How to Fix Flat Feet in a Child: Treatment Options

Flat feet (pes planus) occur when the arch collapses and the entire sole makes contact with the floor. This is an extremely common observation in childhood and is usually a variation of normal development rather than a medical problem. The flexibility of a child’s joints and a natural fat pad often conceal the arch in early years. Understanding when this finding becomes symptomatic is important for parents, as this article explores the progression of the pediatric foot, signs warranting evaluation, and treatment options.

How Flat Feet Develop in Children

The vast majority of flat feet in young children are a normal stage of development. Infants and toddlers appear flat-footed due to ligament flexibility and a fatty cushion on the sole. The foot arch generally begins to appear and mature between four and six years of age as foot structures tighten and muscle tone improves. About 80% of children develop a visible arch naturally, but a small percentage retain a flat-footed appearance into adulthood without discomfort or functional issues.

The two main classifications are flexible and rigid flat foot. Flexible flat foot is the most frequent type; the arch is visible when the child is sitting or on tiptoes, but disappears when bearing weight. This type is often linked to ligament laxity, genetic factors, and usually remains asymptomatic. Rigid flat foot is less common and remains flat even when the child is not bearing weight, indicating a structural issue. Rigid flat feet may be caused by congenital abnormalities like tarsal coalition, where bones in the midfoot or hindfoot are abnormally fused, and these cases are more likely to cause symptoms.

Recognizing Symptoms Requiring Medical Attention

While most flexible flat feet do not cause problems, medical evaluation is necessary when specific symptoms arise. Parents should seek professional advice if their child experiences chronic foot or leg pain, especially around the arch, heel, or ankle. Pain that is persistent or severe enough to interfere with normal activities, such as running or extended walking, signals a need for assessment.

Stiffness or a limited range of motion in the foot or ankle is another significant sign, which can suggest a rigid flat foot. Other signs include an awkward or altered walking pattern (changes to gait) or the tendency for the heel to tilt significantly outward. Asymmetric flatness, where one foot is noticeably flatter than the other, should also be evaluated. The initial medical evaluation by a specialist will involve a physical examination of the foot in both weight-bearing and non-weight-bearing positions to determine the type of flat foot and rule out underlying structural conditions.

Non-Surgical Treatment Approaches

For symptomatic flat feet, the first line of management involves conservative, non-surgical approaches aimed at relieving pain and improving function. One common intervention is the use of foot orthoses, or shoe inserts, which provide support and alignment. Orthotic devices can be prefabricated (over-the-counter) or custom-made inserts specifically molded to the child’s foot. These devices support the arch to reduce strain on soft tissues and joints, helping to alleviate pain, but they do not actively correct or create a permanent arch.

Physical therapy is an essential component of conservative treatment, focusing on exercises designed to strengthen the intrinsic muscles of the foot and improve flexibility. Specific exercises often include heel cord stretching to address tightness in the Achilles tendon, which contributes to arch flattening. Toe curls and heel raises help to engage and strengthen the muscles that dynamically support the arch during movement. These targeted exercises improve the foot’s natural ability to function and absorb shock.

Proper footwear selection also plays a supportive role in managing symptomatic flat feet. Shoes should have a firm heel counter, which stabilizes the heel, and adequate width to allow the toes to spread naturally. Choosing supportive shoes works in conjunction with orthotics to manage symptoms and improve comfort during physical activity. For the majority of children with flexible, non-painful flat feet, the recommended approach is observation and monitoring, with intervention only necessary if symptoms develop.

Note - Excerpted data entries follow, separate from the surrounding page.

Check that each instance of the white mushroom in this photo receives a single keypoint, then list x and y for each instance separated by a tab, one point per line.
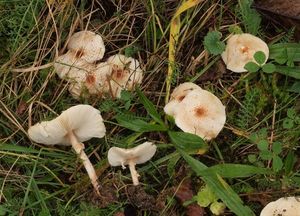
74	126
200	113
178	95
240	50
93	82
286	206
137	155
87	45
126	73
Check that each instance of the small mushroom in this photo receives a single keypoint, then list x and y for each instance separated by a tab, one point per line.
74	126
178	95
126	73
93	82
240	50
87	45
285	206
137	155
200	113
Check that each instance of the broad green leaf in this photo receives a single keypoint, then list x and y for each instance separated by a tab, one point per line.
277	147
149	106
263	145
289	71
260	57
266	155
217	208
269	68
295	87
291	113
287	123
277	163
289	162
252	67
205	197
236	170
252	158
219	187
138	125
281	50
187	141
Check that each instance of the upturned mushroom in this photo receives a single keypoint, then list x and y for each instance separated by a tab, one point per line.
200	112
87	45
285	206
137	155
240	50
126	73
74	126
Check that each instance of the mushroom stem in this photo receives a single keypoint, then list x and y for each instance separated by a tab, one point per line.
78	147
134	173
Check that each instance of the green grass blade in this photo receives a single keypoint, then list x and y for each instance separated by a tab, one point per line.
220	187
235	170
149	106
187	141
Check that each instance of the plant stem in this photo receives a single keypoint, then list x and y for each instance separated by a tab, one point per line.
78	147
134	173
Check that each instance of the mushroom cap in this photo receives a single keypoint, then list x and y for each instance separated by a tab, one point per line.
95	81
126	73
240	49
139	154
88	45
84	120
200	113
285	206
178	95
66	64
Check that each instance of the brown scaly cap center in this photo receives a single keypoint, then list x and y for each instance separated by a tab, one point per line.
90	79
200	112
118	73
79	53
244	49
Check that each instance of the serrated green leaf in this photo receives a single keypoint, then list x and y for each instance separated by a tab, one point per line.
260	57
205	197
149	106
252	67
138	125
277	163
187	141
266	155
277	147
287	123
289	162
295	87
252	158
291	113
217	208
269	68
263	145
213	44
219	187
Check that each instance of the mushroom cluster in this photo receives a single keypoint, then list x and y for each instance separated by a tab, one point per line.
240	50
74	126
285	206
87	77
196	111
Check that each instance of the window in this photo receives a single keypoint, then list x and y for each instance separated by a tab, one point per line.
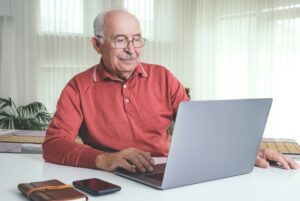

Surgical Intervention Considerations

Surgical correction for pediatric flat feet is considered a last resort, reserved for a small number of severe cases. This option is indicated only when a child experiences debilitating pain that interferes with daily life, despite comprehensive and prolonged non-surgical treatment. Surgery is more frequently necessary for children with rigid flat feet, often caused by structural anomalies like tarsal coalition, or when a painful flexible flat foot fails to respond to conservative care.

The goal of surgery is to reduce pain, correct foot alignment, and restore a more functional shape. Procedures vary depending on the underlying cause and deformity. Options include soft-tissue procedures, such as Achilles tendon lengthening, or bony procedures like osteotomies, which involve repositioning the heel bone to realign the foot. In rare, severe cases, joint fusion procedures (arthrodesis) may be performed to stabilize the foot. These complex surgeries are performed by a pediatric orthopedic specialist who weighs the risks against the potential for functional improvement.